McArtney looked helplessly around and found a note on the desk next to his freind's body. He knew that it was unmistakeably Michael's hand-writing.
He picked it up and examined it. Finally he grew the courage to read it.
I know that this will be my last thing that I "say" to you. But hear me out. The doctors did evrything they could. Don't blame them. Blame that dumb so-called angel Hitler. He's (if you can even call him that....more like an it) the one that got us into this mess. If it weren't for him, I would not be on my deathbed. But, then again, if it weren't for him, I would have never gotten to know you! Who would have guessed that me, a New York high life would make freinds with you, a Texas farmer? Who would have guessed that? Nobody. But Hitler made that. And that will be the only thing that I can thank him for in the afterlife." McArtney cried even moore, but he continued on.

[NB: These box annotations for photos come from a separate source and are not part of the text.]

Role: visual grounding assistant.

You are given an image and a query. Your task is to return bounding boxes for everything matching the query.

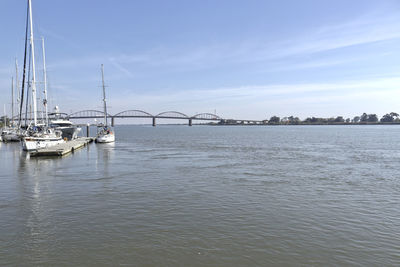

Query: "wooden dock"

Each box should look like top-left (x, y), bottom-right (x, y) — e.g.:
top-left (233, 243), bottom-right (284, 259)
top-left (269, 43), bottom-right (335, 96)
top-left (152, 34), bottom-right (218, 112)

top-left (29, 137), bottom-right (94, 157)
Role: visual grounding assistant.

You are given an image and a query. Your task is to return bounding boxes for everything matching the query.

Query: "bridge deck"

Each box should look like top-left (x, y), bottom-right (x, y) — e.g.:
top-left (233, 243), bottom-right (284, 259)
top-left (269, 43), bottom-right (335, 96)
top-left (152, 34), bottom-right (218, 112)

top-left (29, 137), bottom-right (94, 157)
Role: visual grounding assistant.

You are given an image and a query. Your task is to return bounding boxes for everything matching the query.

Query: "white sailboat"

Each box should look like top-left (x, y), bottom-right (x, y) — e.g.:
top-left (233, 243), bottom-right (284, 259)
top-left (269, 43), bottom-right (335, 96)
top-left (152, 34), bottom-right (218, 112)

top-left (96, 64), bottom-right (115, 143)
top-left (22, 0), bottom-right (65, 151)
top-left (1, 77), bottom-right (20, 142)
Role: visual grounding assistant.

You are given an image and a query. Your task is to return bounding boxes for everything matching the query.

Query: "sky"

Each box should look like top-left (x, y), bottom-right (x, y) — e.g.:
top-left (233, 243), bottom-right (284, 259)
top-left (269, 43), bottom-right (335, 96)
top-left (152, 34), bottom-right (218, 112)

top-left (0, 0), bottom-right (400, 120)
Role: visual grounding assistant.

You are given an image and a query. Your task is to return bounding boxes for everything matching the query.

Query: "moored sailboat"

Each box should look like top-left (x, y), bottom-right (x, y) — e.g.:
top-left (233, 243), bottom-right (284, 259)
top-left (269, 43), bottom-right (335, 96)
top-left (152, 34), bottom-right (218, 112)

top-left (96, 64), bottom-right (115, 143)
top-left (21, 0), bottom-right (65, 151)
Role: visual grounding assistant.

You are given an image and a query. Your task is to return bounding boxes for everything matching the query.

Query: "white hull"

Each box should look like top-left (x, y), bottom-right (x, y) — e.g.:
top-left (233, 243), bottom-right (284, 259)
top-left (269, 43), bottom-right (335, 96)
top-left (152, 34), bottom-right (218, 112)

top-left (3, 133), bottom-right (20, 142)
top-left (96, 134), bottom-right (115, 143)
top-left (22, 137), bottom-right (65, 151)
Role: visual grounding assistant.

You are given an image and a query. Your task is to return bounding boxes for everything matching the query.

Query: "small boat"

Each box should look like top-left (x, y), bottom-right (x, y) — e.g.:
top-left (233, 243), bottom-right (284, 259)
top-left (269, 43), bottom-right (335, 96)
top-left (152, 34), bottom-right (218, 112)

top-left (96, 64), bottom-right (115, 143)
top-left (49, 106), bottom-right (82, 140)
top-left (1, 128), bottom-right (21, 142)
top-left (22, 126), bottom-right (65, 151)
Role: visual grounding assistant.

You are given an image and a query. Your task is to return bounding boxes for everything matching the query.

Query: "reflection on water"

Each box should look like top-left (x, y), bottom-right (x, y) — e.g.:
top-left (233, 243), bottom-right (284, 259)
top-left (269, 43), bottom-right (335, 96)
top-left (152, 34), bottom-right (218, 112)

top-left (0, 126), bottom-right (400, 266)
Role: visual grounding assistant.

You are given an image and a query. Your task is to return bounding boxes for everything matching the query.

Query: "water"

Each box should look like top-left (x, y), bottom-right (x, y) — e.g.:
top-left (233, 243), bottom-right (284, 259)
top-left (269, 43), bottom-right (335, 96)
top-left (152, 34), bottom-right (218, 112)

top-left (0, 126), bottom-right (400, 266)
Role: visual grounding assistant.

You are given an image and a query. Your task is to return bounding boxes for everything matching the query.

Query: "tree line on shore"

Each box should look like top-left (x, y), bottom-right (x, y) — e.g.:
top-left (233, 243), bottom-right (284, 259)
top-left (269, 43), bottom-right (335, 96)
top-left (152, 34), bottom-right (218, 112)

top-left (265, 112), bottom-right (400, 125)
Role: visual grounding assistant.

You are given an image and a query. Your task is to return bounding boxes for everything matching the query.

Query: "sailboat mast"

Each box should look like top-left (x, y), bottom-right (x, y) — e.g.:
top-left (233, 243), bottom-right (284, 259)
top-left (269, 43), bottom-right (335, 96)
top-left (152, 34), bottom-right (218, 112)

top-left (101, 64), bottom-right (107, 126)
top-left (28, 0), bottom-right (37, 126)
top-left (15, 59), bottom-right (21, 122)
top-left (11, 77), bottom-right (14, 124)
top-left (42, 37), bottom-right (49, 126)
top-left (18, 0), bottom-right (29, 128)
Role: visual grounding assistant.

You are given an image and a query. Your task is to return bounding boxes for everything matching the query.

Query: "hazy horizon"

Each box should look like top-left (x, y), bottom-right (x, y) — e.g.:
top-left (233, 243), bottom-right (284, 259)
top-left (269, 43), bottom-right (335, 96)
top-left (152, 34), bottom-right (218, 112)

top-left (0, 0), bottom-right (400, 120)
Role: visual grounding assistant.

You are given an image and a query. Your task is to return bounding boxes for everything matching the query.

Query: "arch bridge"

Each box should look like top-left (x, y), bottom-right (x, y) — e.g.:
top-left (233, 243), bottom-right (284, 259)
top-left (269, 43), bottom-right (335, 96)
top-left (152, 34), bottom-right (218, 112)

top-left (66, 109), bottom-right (222, 126)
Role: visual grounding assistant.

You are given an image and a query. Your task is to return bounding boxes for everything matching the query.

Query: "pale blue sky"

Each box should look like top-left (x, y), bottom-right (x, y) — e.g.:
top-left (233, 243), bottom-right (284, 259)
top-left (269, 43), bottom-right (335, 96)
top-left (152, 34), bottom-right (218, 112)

top-left (0, 0), bottom-right (400, 119)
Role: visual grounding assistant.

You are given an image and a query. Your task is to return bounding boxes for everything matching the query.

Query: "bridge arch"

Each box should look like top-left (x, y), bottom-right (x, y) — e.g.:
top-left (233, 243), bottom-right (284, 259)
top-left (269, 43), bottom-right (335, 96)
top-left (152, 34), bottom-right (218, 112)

top-left (67, 109), bottom-right (112, 119)
top-left (192, 113), bottom-right (221, 120)
top-left (154, 111), bottom-right (189, 119)
top-left (113, 109), bottom-right (154, 118)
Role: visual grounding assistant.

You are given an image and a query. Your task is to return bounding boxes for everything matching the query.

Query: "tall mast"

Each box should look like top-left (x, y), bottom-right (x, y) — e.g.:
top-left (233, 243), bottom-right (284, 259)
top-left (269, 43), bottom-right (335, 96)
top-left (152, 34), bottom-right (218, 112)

top-left (11, 77), bottom-right (14, 124)
top-left (101, 64), bottom-right (107, 126)
top-left (18, 0), bottom-right (29, 128)
top-left (28, 0), bottom-right (37, 126)
top-left (42, 37), bottom-right (49, 126)
top-left (15, 59), bottom-right (20, 122)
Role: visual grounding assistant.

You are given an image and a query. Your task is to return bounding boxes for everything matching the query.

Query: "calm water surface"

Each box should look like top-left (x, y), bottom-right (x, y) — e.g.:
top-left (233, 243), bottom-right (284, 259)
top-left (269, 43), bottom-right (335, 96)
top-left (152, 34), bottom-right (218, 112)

top-left (0, 126), bottom-right (400, 266)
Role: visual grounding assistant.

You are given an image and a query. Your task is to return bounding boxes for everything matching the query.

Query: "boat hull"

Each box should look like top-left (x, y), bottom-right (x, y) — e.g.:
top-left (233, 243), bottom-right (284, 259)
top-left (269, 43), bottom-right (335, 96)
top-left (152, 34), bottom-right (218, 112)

top-left (3, 134), bottom-right (21, 142)
top-left (96, 134), bottom-right (115, 143)
top-left (22, 137), bottom-right (65, 151)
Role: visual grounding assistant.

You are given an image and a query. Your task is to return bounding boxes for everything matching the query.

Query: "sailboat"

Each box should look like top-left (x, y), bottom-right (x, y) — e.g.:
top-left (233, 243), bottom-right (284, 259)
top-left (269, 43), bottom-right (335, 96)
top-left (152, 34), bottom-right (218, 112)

top-left (21, 0), bottom-right (65, 151)
top-left (1, 77), bottom-right (20, 142)
top-left (96, 64), bottom-right (115, 143)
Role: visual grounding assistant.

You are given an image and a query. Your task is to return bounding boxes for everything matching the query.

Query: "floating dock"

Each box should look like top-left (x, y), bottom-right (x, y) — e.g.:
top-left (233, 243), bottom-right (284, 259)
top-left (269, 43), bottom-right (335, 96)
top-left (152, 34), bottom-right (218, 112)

top-left (29, 137), bottom-right (94, 157)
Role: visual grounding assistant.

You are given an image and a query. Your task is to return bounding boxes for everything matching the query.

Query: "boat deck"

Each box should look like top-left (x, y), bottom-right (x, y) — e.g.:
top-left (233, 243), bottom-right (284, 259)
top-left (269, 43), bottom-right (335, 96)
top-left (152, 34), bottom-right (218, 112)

top-left (29, 137), bottom-right (94, 157)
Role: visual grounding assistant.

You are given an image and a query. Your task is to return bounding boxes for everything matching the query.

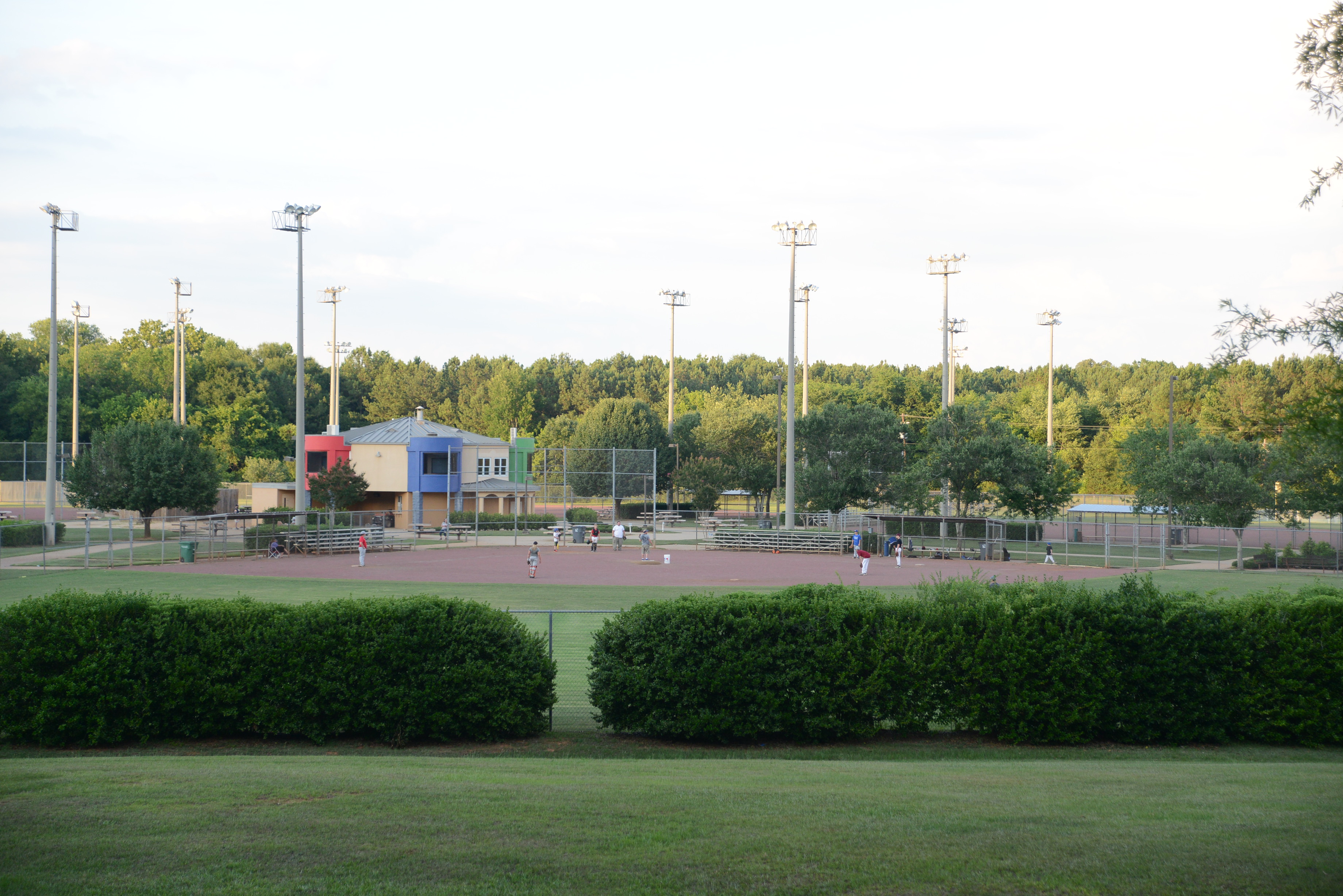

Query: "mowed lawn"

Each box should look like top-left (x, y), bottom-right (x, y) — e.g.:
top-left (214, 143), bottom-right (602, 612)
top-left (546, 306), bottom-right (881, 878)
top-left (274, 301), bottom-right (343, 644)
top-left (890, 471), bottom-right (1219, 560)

top-left (0, 750), bottom-right (1343, 895)
top-left (0, 564), bottom-right (1343, 610)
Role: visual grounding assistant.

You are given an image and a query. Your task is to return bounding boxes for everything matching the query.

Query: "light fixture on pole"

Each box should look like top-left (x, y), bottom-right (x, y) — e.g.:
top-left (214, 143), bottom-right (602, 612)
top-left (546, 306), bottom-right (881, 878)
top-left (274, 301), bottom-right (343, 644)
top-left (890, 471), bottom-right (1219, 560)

top-left (794, 283), bottom-right (819, 416)
top-left (774, 220), bottom-right (816, 529)
top-left (1035, 312), bottom-right (1062, 451)
top-left (658, 289), bottom-right (690, 437)
top-left (928, 252), bottom-right (966, 526)
top-left (947, 317), bottom-right (970, 404)
top-left (928, 252), bottom-right (966, 410)
top-left (322, 286), bottom-right (349, 435)
top-left (42, 203), bottom-right (79, 545)
top-left (270, 203), bottom-right (321, 510)
top-left (70, 302), bottom-right (93, 459)
top-left (168, 277), bottom-right (195, 426)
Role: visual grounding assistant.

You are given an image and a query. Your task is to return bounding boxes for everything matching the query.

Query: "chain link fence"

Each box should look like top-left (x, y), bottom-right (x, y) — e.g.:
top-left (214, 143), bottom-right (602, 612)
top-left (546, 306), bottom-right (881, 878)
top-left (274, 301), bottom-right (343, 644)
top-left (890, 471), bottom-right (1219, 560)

top-left (509, 610), bottom-right (619, 731)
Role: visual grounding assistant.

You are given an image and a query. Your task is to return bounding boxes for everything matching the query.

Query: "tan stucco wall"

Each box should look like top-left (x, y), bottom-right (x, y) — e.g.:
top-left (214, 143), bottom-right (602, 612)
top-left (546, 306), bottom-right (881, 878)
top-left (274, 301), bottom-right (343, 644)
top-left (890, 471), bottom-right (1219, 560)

top-left (253, 485), bottom-right (294, 513)
top-left (349, 445), bottom-right (407, 492)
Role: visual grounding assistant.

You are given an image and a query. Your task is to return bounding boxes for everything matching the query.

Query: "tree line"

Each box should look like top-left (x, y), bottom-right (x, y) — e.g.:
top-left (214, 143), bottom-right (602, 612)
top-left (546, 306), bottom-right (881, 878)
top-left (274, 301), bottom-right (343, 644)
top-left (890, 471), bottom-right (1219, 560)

top-left (0, 320), bottom-right (1339, 532)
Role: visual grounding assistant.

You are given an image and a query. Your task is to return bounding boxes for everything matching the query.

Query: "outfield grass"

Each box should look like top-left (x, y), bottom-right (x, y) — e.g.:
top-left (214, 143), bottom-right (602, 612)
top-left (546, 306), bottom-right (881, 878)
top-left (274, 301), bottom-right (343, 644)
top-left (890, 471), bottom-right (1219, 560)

top-left (0, 750), bottom-right (1343, 895)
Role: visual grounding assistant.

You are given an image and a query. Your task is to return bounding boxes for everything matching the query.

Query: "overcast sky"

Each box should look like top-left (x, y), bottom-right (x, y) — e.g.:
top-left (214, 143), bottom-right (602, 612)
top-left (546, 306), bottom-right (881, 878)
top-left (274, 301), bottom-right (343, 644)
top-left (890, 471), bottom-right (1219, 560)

top-left (0, 0), bottom-right (1343, 368)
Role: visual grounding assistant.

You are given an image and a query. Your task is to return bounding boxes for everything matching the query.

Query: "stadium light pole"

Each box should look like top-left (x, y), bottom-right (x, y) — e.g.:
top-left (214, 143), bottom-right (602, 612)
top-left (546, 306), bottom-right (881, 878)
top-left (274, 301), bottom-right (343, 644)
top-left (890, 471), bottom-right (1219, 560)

top-left (928, 252), bottom-right (966, 411)
top-left (1035, 312), bottom-right (1062, 451)
top-left (947, 317), bottom-right (970, 404)
top-left (42, 203), bottom-right (79, 547)
top-left (70, 302), bottom-right (93, 459)
top-left (270, 203), bottom-right (321, 510)
top-left (658, 289), bottom-right (690, 438)
top-left (168, 277), bottom-right (195, 426)
top-left (321, 286), bottom-right (349, 435)
top-left (928, 252), bottom-right (966, 521)
top-left (796, 283), bottom-right (819, 416)
top-left (774, 220), bottom-right (816, 529)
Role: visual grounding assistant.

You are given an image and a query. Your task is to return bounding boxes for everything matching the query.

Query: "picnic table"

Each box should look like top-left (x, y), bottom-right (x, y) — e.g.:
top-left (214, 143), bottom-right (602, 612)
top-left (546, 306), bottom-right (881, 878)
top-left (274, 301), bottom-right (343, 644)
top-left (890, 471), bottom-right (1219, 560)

top-left (411, 522), bottom-right (472, 541)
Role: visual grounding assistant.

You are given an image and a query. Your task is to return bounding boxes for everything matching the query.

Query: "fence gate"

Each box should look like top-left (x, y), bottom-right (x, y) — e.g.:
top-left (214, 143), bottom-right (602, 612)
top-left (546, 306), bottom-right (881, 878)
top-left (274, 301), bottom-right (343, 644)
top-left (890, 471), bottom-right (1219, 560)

top-left (509, 610), bottom-right (620, 731)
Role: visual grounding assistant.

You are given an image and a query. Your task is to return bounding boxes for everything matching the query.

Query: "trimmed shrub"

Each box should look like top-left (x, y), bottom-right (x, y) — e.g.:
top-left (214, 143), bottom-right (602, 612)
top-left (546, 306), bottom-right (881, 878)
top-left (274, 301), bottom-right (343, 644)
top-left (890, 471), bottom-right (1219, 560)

top-left (590, 584), bottom-right (930, 742)
top-left (0, 591), bottom-right (555, 746)
top-left (0, 520), bottom-right (66, 548)
top-left (590, 575), bottom-right (1343, 743)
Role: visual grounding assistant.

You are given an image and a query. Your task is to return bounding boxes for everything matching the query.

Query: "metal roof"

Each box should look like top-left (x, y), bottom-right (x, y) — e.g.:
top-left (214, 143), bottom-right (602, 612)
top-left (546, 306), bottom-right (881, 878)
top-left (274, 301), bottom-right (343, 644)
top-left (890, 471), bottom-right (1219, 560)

top-left (1068, 504), bottom-right (1166, 516)
top-left (1068, 504), bottom-right (1134, 513)
top-left (462, 478), bottom-right (541, 494)
top-left (341, 416), bottom-right (508, 447)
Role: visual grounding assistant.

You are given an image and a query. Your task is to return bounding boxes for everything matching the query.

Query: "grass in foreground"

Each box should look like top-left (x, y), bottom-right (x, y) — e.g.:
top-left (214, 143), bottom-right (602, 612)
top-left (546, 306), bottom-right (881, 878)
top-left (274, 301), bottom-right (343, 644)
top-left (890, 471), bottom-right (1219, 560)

top-left (0, 564), bottom-right (1327, 610)
top-left (0, 750), bottom-right (1343, 893)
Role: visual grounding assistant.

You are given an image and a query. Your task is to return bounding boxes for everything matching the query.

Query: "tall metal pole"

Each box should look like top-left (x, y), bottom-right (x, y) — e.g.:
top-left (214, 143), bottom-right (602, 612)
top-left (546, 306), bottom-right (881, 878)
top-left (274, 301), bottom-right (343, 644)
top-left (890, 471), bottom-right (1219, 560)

top-left (783, 238), bottom-right (798, 529)
top-left (796, 283), bottom-right (816, 416)
top-left (172, 282), bottom-right (181, 423)
top-left (667, 302), bottom-right (676, 437)
top-left (663, 289), bottom-right (690, 438)
top-left (322, 286), bottom-right (346, 435)
top-left (774, 220), bottom-right (816, 529)
top-left (1163, 375), bottom-right (1175, 551)
top-left (43, 209), bottom-right (61, 545)
top-left (928, 254), bottom-right (966, 518)
top-left (294, 212), bottom-right (308, 510)
top-left (1035, 310), bottom-right (1062, 451)
top-left (1045, 327), bottom-right (1054, 451)
top-left (942, 273), bottom-right (951, 411)
top-left (70, 302), bottom-right (93, 457)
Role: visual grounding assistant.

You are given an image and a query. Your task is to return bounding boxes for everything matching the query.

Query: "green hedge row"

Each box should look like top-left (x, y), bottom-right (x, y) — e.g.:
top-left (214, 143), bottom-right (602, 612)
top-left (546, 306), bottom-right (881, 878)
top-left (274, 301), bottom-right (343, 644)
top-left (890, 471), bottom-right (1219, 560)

top-left (0, 520), bottom-right (65, 548)
top-left (590, 576), bottom-right (1343, 743)
top-left (0, 591), bottom-right (555, 746)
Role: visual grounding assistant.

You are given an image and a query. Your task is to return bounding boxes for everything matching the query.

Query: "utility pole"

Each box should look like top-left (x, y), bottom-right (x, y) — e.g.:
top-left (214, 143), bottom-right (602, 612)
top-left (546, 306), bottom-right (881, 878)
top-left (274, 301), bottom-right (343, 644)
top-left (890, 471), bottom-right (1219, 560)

top-left (658, 289), bottom-right (690, 438)
top-left (1166, 374), bottom-right (1176, 553)
top-left (928, 252), bottom-right (966, 521)
top-left (168, 277), bottom-right (195, 425)
top-left (70, 302), bottom-right (93, 459)
top-left (774, 220), bottom-right (816, 529)
top-left (1035, 312), bottom-right (1062, 453)
top-left (928, 252), bottom-right (966, 411)
top-left (270, 203), bottom-right (321, 510)
top-left (40, 203), bottom-right (79, 547)
top-left (947, 317), bottom-right (970, 406)
top-left (321, 286), bottom-right (349, 435)
top-left (774, 374), bottom-right (783, 510)
top-left (796, 283), bottom-right (819, 416)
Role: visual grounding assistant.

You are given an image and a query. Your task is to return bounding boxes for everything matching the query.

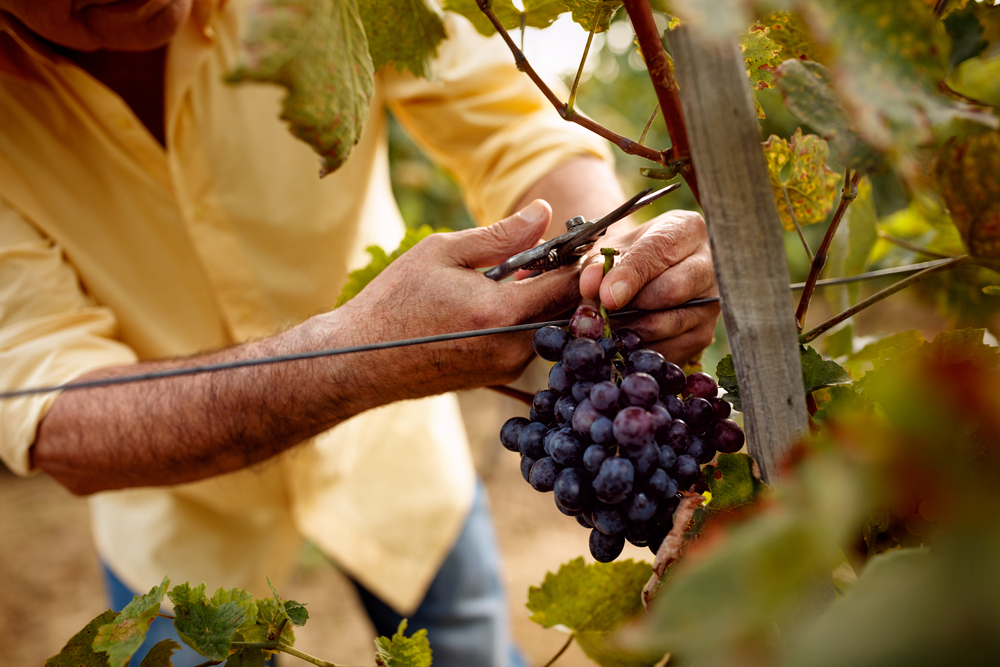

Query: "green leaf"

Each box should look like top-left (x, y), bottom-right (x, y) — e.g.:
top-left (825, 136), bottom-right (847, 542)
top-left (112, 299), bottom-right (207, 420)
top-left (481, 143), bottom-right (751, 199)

top-left (801, 347), bottom-right (851, 394)
top-left (139, 639), bottom-right (181, 667)
top-left (559, 0), bottom-right (622, 32)
top-left (528, 558), bottom-right (662, 667)
top-left (775, 60), bottom-right (886, 173)
top-left (358, 0), bottom-right (445, 77)
top-left (229, 0), bottom-right (375, 176)
top-left (701, 454), bottom-right (767, 512)
top-left (174, 600), bottom-right (246, 660)
top-left (934, 132), bottom-right (1000, 269)
top-left (45, 609), bottom-right (118, 667)
top-left (443, 0), bottom-right (568, 37)
top-left (764, 128), bottom-right (840, 231)
top-left (334, 225), bottom-right (449, 308)
top-left (375, 618), bottom-right (432, 667)
top-left (94, 577), bottom-right (170, 667)
top-left (755, 10), bottom-right (817, 60)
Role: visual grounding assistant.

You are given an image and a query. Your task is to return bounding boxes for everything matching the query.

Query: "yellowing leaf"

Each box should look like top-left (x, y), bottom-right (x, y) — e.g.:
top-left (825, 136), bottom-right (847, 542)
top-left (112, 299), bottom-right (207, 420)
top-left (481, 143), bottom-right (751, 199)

top-left (229, 0), bottom-right (374, 176)
top-left (358, 0), bottom-right (444, 76)
top-left (764, 129), bottom-right (840, 231)
top-left (935, 132), bottom-right (1000, 268)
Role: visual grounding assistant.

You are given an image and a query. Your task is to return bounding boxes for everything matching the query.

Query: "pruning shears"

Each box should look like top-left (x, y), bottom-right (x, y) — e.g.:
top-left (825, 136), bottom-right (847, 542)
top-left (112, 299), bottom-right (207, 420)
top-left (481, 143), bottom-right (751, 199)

top-left (485, 183), bottom-right (680, 280)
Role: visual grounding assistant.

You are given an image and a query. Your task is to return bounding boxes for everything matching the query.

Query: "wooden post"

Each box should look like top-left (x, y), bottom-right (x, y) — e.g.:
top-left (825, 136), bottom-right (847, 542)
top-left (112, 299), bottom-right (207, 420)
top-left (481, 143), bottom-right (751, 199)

top-left (668, 26), bottom-right (808, 483)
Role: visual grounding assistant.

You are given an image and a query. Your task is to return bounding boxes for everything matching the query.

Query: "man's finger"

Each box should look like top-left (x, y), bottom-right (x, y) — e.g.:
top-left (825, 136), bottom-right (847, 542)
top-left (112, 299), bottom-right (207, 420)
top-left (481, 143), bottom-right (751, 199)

top-left (442, 199), bottom-right (552, 269)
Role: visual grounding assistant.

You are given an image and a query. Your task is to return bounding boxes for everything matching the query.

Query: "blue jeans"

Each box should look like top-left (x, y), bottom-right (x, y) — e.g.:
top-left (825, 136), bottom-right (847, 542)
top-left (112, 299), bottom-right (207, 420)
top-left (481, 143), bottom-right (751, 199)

top-left (104, 483), bottom-right (525, 667)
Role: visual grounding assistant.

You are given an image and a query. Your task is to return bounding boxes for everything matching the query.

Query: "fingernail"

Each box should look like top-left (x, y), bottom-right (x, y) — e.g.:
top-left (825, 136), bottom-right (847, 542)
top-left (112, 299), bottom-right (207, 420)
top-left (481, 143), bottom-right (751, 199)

top-left (520, 199), bottom-right (546, 222)
top-left (611, 280), bottom-right (629, 308)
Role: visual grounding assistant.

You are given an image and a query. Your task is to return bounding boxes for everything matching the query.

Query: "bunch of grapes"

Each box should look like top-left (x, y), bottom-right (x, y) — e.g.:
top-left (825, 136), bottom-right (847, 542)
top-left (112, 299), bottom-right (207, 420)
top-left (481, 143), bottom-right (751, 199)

top-left (500, 306), bottom-right (744, 563)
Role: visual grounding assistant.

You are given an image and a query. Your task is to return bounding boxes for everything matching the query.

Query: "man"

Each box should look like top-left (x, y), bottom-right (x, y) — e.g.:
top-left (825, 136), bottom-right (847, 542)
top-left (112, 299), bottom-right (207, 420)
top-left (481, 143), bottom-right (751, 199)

"Now, if I know you right, you are crying right about now. Awww, did I break the big tough guy's iron personality? Haha! I am victorious! That's been my dream since I met you! Well, now I can add this to my long list of stories that I've shared with you. Oh, man did we have some good memories! Like, remember that time when we were in Africa serving for the militia and we broke into a bar and stole some drinks? Whew! Did that baby tender get mad or what when he caught us in the back alley! But we sure did have a good time. But those African drinks sure are nice! Haha! Did those things give us some good times or what? Or like that time in Normandy, after the invasion, when we spent the day on the beach partying with th locals? I can't even remember any of those people's names, but I remember that a few of those drinks really turned you into a party animal! Boy, was The Colonel mad when he saw how wasted we were th next day! I also remember the time when we shot those AKs into the mist and later two Nazis came to us and surrendered! Haha! Anyway, the point is to look at the past, not my death. I really don't know how to end this, bud. I can feel the death creeping over me. I guess I'll end this by just saying that I had some good times with you. I'm really glad that I got to know you. I hope you did, too. Oh, and General, can you smile for me? I know the last few months of the war have taken their toll on you, but I remember yo always used to smile, even in the evil face of danger. I love that smile. Can you smile one more time for me? Thanks, Smiles.
Signing out 1 last time,
General Michael Fitz
P.S. Open the shades in the room, will ya? I want to have a bright obituary picture. Those black-and-whites really make things dull. Can't wait until color photos come out!"
By the end of the letter, McArtney had stopped crying. In fact, he couldn't resist the smile creeping onto his lips.
"Darn it, Mike. Always gotta use humor, even on your deathbed?" he thought to himself. He smiled for the first time in months. And he got a warm feeling inside. Suddenly, he looked at Mike again and swear that he saw a smile etched onto the lips of his best pal, his warmate, his mentor. Through the curly strands of his beard, a smile was definitely under there somewhere. John McArtney opened the shades and let the warmth flow in.